No, I knew I was going to play music for a living - I didn't know I'd be lucky enough to play my own music, but if I couldn't do that I'd be a 50 year old member of a top 40 band somewhere.
2-Did you go through any starvation periods during your career in music, or have you always been fortunate enough to either have a steady gig or family and friends who would help you out if times were lean?
I've been through periods of having to steal food from supermarkets and accept gift baskets of food from friends. I've also worked as a mechanic for my Dad's auto shop. as a telephone operator, as a telemarketer selling pens to banks, policeman's ball tickets, and the unforgettable and always inspiring aluminum siding.
3-From what i know, when musicians from another country come here to play, they first have to get a "work visa" which costs thousands of dollars. Is this the same for you when you tour over seas? Does this expense come out of your pocket, or does the promoter pick up the tab?
Only some countries require work visas for musicians - the promoter has to pay for that.
4-Are there any guitar players out there (besides Landau) who you make an effort to hear what they're up to, or try and see them live if possible? Or do you mostly listen to non-guitar stuff these days?
I like to hear Kurt Rosenwinkle - he's awesome. I would never miss the chance to see Phillip DeGruy either, or Ted Greene. But there are so many more that you already know about that I like too.
5-You've probably seen a ton of guitar-star guests do clinics at GIT over the years- any fond memories you'd like to share? Any surprises?
The most amazing guitarist I've ever seen at GIT was Albert Collins. I have no words - that show just blew my head off! He was so incredible but his live show took it to another level and I'd never seen him live before - I was talking about it for weeks.
This is so cool that Scott takes the time to do this, thanks!
I saw Albert Collins open and play with Gary Moore at the Universal Ampatheater in 1989. Gary was doing the blues thing then, he only played in LA and NY that tour. I don't remember AC that well but I know GM was very into him. I think it is interesting that a great technician like Scott H. would get into such an emotional player like that. Then again I know Scott plays with as much heart and soul as anyone.
Too funny on the Penthouse line.
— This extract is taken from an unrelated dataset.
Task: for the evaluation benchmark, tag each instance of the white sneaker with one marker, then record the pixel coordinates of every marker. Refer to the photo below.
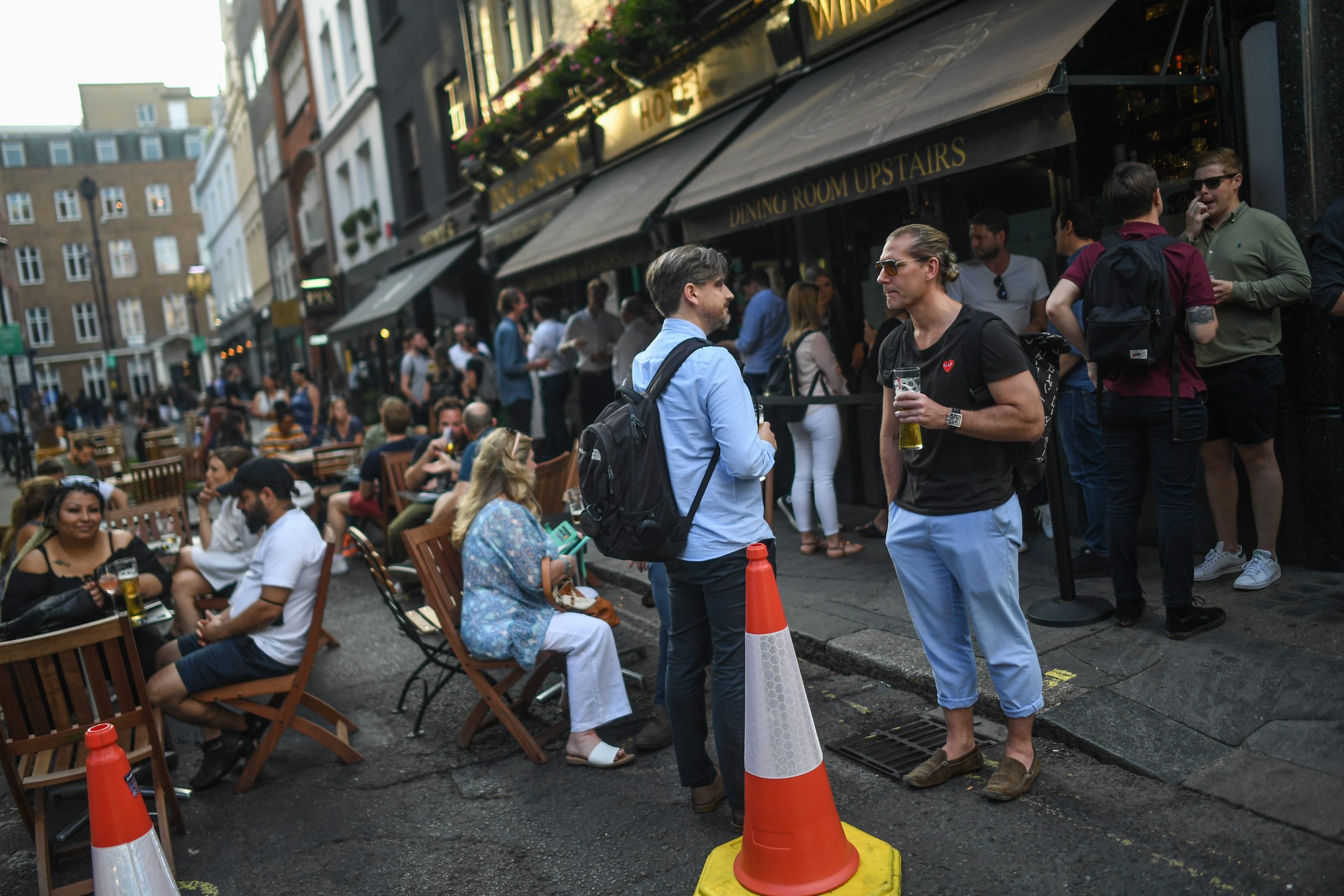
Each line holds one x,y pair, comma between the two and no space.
1220,562
1046,523
1260,573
I cant wait for the new live disk, and Landau mixing too, its going to sound great.
Joined: 31 Aug 2004 Posts: 20 Location: Ibaraki, Japan
Posted: Thu Oct 07, 2004 1:35 am Post subject:
I saw Albert Collins twice. Once in the late eighties and then just before he passed away in '92. I still remember both of those shows vividly. Albert was a great showman but never over the top, and his tone and phrasing were unique, powerful and special. I can totally understand Scott's reaction, because Albert was always on top of his game.